The Everglades National Park is my local example of a habitat that, while protected from being drained and built upon, functions nothing like the ecosystem it was before European settlement.

In this way, our national parks seem more like museums to me, where humans can get a peek at what a world without a plague of people looked like... Nature, I suppose, means an ever-shifting balance, and though I wholeheartedly reject the idea that we shouldn't bother to conserve, I suppose we're as much part of nature as bacteria and bears.

What is "natural" today seems to have become homogenous, modern human civilization, and our attempts to protect small parts of our natural past.

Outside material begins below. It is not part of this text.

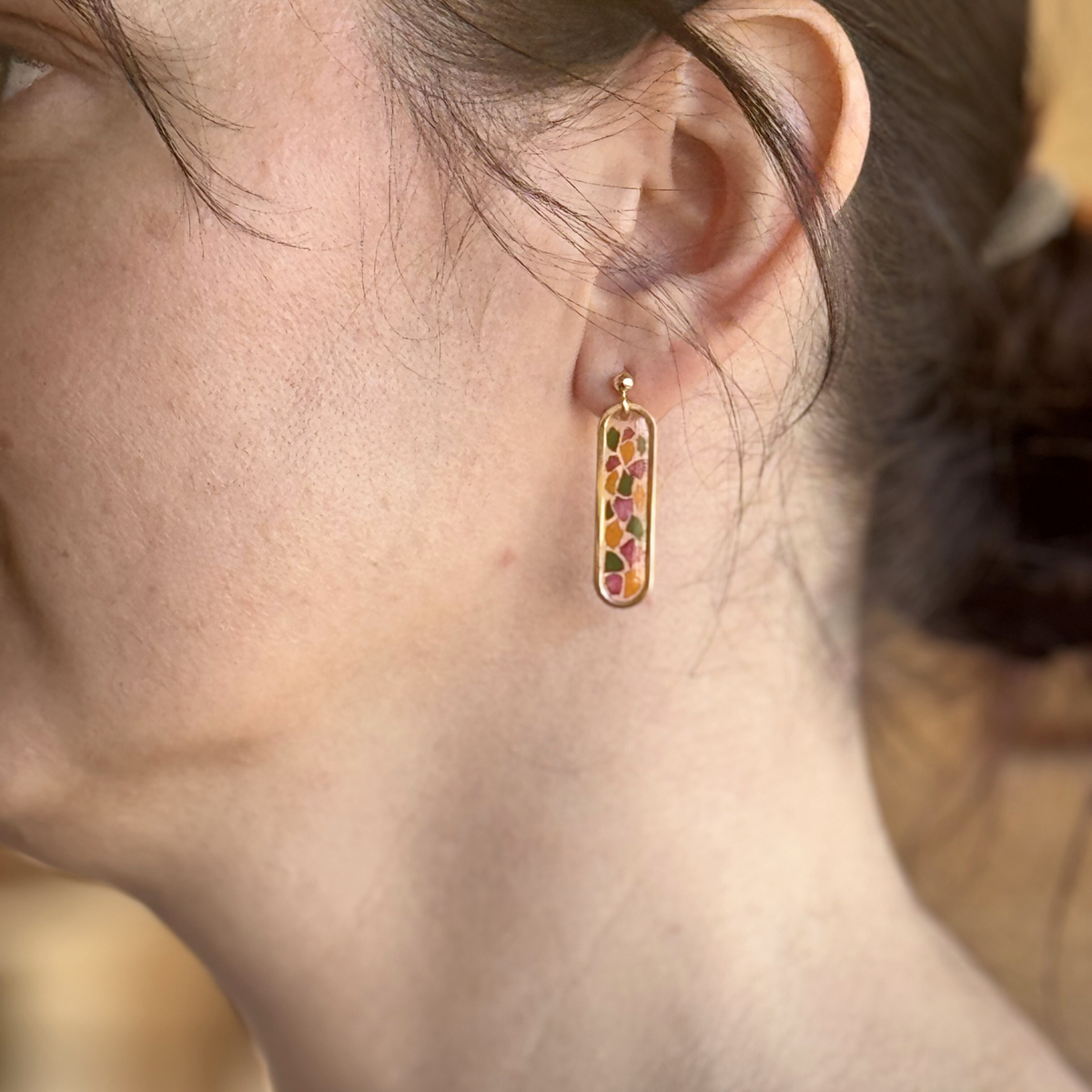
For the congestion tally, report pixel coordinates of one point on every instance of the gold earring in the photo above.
(625, 516)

In fact, in my darker moods, I agree with John Gray in Straw Dogs...

"We humans have not changed and cannot change what we are, what we do, how we behave or what we value. We are doomed by the coding in our DNA to continue along our inexorable path of self-destruction, and to inflict large-scale but ultimately transitory damage on our planet in the process."

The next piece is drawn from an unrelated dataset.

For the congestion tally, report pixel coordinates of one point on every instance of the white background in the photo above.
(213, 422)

I haven't exactly gauged if this is a particularly bleak view, or one shared by many an environmentalist. I still of course think only thing that is left to do, even if it is in vain, is to drop our illusions of human superiority, and try divert our path to a way that might allow civilization to continue.

Oh no, I've waxed pessimistic haven't I? I try to avoid that, but I slip... often.

My apologies, Colleen, but your comment fell into the spam bin somehow. I've scolded the commenting guard puppy, so it won't happen again. Thanks for sharing your perspective, however pessimistic. I can't say as I quite agree... humans are capable of change (it came along with abstract thinking)but many neglect the ability. Others abuse it, trying to cause change without thinking about what they're putting in. (It's all just like cooking.) ;)

A friend let me know about what you wrote here and was excited to know that others care about beaver and conservation of ecosystems. However, I would like to add/clarify to your synopsis. In general, scientists don't like being refered to as conservationists, and my statements were based on scientific work, not my personal views on conservation. As for your comments on the wolves, I don't think that re-introducing wolves to Rocky Mountain NP will be effective in reducing the elk population and stimulating the growth of the beaver population. Banff is a considerably larger park than Rocky and therefore different management techniques can and need to be implemented there. In Rocky however, Park natural resource managers will need to shoot elk, a fairly large number of elk, to regain the dynamic stability of the park's riparian ecosystems.

By Cherie Westbrook (not verified) on 21 Jun 2006 #permalink

Cherie, thanks for taking the time to visit. I reworded the line in question; hopefully it is more accurate now.